Recently I found a good answer to my question in Uncle Bob's "Clean Code", which I want to share. He differentiates three types of duplication
Pieces of identical code should be replaced with a single method. So the fix would be to extract the method and delegate to common behaviour.
- in the same method, perform Extract Local Variable and reuse it.
- in the same class perform the Extract Method refactoring.
- in classes of the same hierarchy Extract Method and Pull it Up. A hierarchy might be created to find a place for the methods.
- in classes of separate hierarchies use delegation to new objects.
- If the methods do not need any enclosing state, then the "lib" pattern might be applied (that is a container for static methods, usually called
SthUtil
or SthLib
).
cases of switch/case
and if/else
that always test for the same set of conditions.
- These should be replaced with polymorphism.
Modules that implement similar algorithms. These are hardest to find, as no clone detector can find them.
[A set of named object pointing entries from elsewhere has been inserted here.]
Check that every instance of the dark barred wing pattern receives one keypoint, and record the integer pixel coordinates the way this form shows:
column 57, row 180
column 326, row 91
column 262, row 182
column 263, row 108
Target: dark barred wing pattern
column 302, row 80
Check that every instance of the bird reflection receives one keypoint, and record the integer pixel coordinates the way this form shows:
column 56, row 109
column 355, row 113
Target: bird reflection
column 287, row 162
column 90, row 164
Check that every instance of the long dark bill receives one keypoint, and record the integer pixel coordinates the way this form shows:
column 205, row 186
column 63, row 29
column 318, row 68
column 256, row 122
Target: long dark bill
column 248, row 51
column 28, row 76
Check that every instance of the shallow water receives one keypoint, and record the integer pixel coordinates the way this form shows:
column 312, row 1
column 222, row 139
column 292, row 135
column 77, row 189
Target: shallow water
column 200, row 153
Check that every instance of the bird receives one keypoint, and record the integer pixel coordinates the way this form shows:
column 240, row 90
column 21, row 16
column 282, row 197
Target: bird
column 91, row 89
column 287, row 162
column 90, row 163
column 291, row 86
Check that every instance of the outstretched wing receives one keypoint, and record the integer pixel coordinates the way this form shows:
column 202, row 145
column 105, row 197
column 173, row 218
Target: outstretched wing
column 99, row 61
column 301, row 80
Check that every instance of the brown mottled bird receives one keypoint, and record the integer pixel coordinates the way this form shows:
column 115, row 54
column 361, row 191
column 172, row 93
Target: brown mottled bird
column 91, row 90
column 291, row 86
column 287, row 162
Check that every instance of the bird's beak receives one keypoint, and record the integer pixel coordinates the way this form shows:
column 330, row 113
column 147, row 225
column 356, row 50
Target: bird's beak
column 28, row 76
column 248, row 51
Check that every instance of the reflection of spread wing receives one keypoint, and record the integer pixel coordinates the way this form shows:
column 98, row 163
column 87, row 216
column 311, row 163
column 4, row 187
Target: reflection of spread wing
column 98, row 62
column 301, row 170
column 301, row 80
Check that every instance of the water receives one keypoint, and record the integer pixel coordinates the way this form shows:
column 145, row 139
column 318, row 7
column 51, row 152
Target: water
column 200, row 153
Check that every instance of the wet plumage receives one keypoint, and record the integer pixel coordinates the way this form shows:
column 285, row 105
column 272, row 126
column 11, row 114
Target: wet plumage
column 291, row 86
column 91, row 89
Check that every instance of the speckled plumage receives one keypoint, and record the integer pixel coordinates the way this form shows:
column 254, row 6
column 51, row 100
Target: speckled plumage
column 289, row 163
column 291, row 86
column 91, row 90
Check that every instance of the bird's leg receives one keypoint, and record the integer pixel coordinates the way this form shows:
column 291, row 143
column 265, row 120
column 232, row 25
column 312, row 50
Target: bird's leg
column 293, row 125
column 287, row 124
- As the scope is larger design patters are used. Template Method design pattern might be applied for algorithms inside a class hierarchy.
- Strategy design pattern might be applied for any algorithm that is used in different places.
Also a valid point mentioned by Oded, when dealing with different versions of libraries
- consolidate on a single version. Facade design pattern might help here.
In the end the best one sentence to answer my question is by stimms:
code reuse method used in OO languages is objects.